La sinceridad de tu sonrisa, ilumina cada trazo de un ocio distractor.

La sinceridad de tu mirada, ilumina cada grito silencioso desconsolador.

Anhira Sang

La duda de tu acción

Que si toco tus labios, que se yo. Que si rozas los míos, no sé tú.
El pensamiento, seguro, no se sincroniza más que el estado de nuestros latidos.

Que si tus manos eran frías, han cambiado por los sentidos: en un mismo ritmo nuestra respiración. Solo en recuerdo se queda esta conspiración.
Que si no estás presente, no se tú. Que no estoy ausente, lo se yo.

Que estás en mi mente, lo sé bien, que si estoy en la tuya, dudo hoy.

Anira Sang

Lluvia

A veces la vida no toma el rumbo que desearías.

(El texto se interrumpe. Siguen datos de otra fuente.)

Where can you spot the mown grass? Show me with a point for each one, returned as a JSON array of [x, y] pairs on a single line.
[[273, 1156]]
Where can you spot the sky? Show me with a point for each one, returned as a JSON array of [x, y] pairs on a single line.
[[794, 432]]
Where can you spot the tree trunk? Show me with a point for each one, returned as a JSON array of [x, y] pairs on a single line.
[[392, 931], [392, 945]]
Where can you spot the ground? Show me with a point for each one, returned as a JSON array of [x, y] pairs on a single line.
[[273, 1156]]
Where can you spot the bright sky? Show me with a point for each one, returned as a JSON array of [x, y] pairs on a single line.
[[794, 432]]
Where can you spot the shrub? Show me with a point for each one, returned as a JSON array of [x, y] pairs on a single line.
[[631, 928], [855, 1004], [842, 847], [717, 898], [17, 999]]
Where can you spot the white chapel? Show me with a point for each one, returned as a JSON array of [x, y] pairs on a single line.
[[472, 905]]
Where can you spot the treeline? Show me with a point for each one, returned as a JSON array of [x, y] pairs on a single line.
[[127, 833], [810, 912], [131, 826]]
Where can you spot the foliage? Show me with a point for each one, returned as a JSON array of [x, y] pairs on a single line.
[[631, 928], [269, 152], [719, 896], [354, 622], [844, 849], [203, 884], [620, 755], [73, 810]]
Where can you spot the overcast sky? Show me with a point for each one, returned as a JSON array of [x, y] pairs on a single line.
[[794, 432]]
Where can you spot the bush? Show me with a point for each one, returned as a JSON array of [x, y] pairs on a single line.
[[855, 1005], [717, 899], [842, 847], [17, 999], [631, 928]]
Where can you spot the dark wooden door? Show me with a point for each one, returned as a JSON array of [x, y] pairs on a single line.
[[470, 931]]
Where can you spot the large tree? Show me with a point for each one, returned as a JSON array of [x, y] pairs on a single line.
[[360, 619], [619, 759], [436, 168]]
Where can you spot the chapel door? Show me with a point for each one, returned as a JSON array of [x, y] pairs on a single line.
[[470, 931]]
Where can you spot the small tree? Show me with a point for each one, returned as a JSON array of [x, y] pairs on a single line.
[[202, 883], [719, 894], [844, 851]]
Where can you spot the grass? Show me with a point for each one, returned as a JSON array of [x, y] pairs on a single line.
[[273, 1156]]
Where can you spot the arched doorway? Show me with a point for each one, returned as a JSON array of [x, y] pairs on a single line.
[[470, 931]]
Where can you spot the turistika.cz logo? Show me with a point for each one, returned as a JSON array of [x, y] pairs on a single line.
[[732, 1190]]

En ocasiones te encuentras corriendo, bajo la lluvia y entre los charcos, con los pies empapados, y eso no significa que quizá llegues a tiempo. A veces el nudo en tu garganta te sofoca tanto, que no puedes evitar derramar una que otra lágrima en medio de tu soledad. Y nadie entiende, ni lo entenderán. Es cuestión de tiempo para darte cuenta que lo que importa es que yo misma lo entienda, sin ahogarme en mi miseria. Simplemente seguir, y aunque tenga frío, sé que no es para siempre. Y aunque me duela, se que podré con ello. Basta de drama, seguir es la clave, me digo a mi misma que el final aún no ha llegado. La obra continúa.